Virus transcription
Lyle Najita
ijiwaru at nyc.pipeline.com
Wed May 17 22:52:51 EST 1995
>I have some thoughts about this, to which I will reply within a day or
two. To tantalize the subject I'd >like to point out that when the
infectious cDNA of coxsackievirus B3 was transfected it lacked two 5'
>uridine residues, which were regained during plus-strand synthesis Klump
et al. PNAS, 1573-1583, >1990. Thus, this may not be specific, but
essential.
Dan,
The retention of the 5' uridines could be due to VpGpUpU priming, if you
will indulge those of us willing to believe that it is more than an
artifact. I'm not partial to either host factor priming or VpGpUpU
priming, but would like to believe that host factor works at the 3' end of
the plus-strand and the VpGpUpU at the 3' end of the minus-strand.

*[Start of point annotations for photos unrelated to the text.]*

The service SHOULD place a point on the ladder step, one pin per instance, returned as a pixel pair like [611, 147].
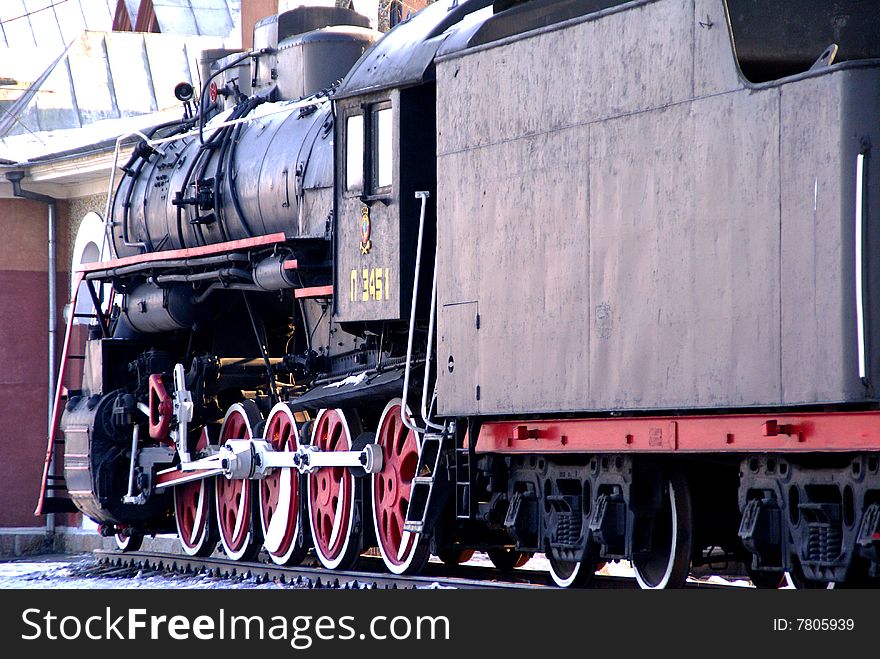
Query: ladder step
[314, 292]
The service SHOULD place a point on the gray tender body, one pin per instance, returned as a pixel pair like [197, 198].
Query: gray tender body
[625, 223]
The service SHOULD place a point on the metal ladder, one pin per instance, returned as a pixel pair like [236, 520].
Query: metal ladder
[418, 513]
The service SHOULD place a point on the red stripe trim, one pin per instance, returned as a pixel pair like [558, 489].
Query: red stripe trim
[315, 291]
[833, 431]
[188, 253]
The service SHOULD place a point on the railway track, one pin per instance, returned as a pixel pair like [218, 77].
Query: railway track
[369, 574]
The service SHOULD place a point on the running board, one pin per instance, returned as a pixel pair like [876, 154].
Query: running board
[422, 494]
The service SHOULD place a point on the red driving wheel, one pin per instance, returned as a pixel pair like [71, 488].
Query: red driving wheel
[402, 551]
[239, 530]
[332, 493]
[279, 493]
[192, 513]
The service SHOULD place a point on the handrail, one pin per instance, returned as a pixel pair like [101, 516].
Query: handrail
[423, 195]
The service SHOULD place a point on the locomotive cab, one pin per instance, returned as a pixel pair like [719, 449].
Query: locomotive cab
[386, 144]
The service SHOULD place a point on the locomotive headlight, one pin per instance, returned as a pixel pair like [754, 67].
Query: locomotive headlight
[183, 92]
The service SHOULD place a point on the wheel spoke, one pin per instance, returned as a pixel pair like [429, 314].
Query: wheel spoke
[332, 494]
[401, 550]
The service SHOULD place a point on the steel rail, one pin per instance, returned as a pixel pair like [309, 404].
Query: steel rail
[370, 573]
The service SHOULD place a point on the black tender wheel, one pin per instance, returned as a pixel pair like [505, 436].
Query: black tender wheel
[666, 563]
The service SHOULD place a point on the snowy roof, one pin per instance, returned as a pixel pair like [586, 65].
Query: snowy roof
[106, 75]
[51, 24]
[33, 148]
[219, 18]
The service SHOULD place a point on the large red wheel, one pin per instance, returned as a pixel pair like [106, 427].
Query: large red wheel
[196, 530]
[332, 493]
[402, 551]
[240, 532]
[279, 493]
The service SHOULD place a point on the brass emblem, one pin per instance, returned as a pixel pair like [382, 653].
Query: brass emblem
[366, 230]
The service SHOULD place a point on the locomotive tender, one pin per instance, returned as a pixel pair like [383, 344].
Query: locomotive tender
[579, 277]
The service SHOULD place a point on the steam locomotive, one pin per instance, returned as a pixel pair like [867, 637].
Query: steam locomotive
[583, 278]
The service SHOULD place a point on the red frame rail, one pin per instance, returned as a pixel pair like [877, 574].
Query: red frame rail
[723, 433]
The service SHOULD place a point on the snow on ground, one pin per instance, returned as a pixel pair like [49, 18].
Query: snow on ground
[84, 572]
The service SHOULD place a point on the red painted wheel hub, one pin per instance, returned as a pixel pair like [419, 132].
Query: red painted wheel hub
[234, 496]
[331, 490]
[392, 486]
[192, 509]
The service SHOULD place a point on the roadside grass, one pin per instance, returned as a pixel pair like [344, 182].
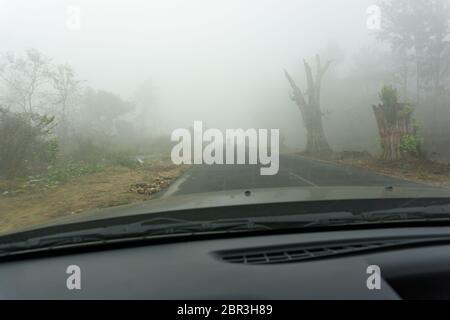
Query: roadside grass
[76, 187]
[423, 171]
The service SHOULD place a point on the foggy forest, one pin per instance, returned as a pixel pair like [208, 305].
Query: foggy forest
[86, 113]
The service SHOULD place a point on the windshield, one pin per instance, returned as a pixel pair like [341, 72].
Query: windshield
[115, 108]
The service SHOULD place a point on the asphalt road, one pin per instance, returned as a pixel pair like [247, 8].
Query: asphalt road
[294, 171]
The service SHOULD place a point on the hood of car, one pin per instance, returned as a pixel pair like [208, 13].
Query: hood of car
[162, 203]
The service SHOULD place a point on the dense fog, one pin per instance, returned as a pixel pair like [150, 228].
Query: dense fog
[144, 68]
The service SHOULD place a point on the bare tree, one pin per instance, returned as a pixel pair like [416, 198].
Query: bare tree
[316, 142]
[24, 80]
[67, 93]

>How do the secondary structures of globin and
>enteroviruses compare, i.e. t-RNA like motifs? There are completely
conserved 1' sequences as >well as numerous secondary structures in the 5'
end of all enteroviruses. Is the transcritional (non-) >specificity (???)
in the 5' uridines or in the first ~100 nt sequence? My bet, the secondary
structures.
Have not really looked at globin RNA secondary structure but don't remember
it being particular structured like the 3' ends of enteroviral RNAs.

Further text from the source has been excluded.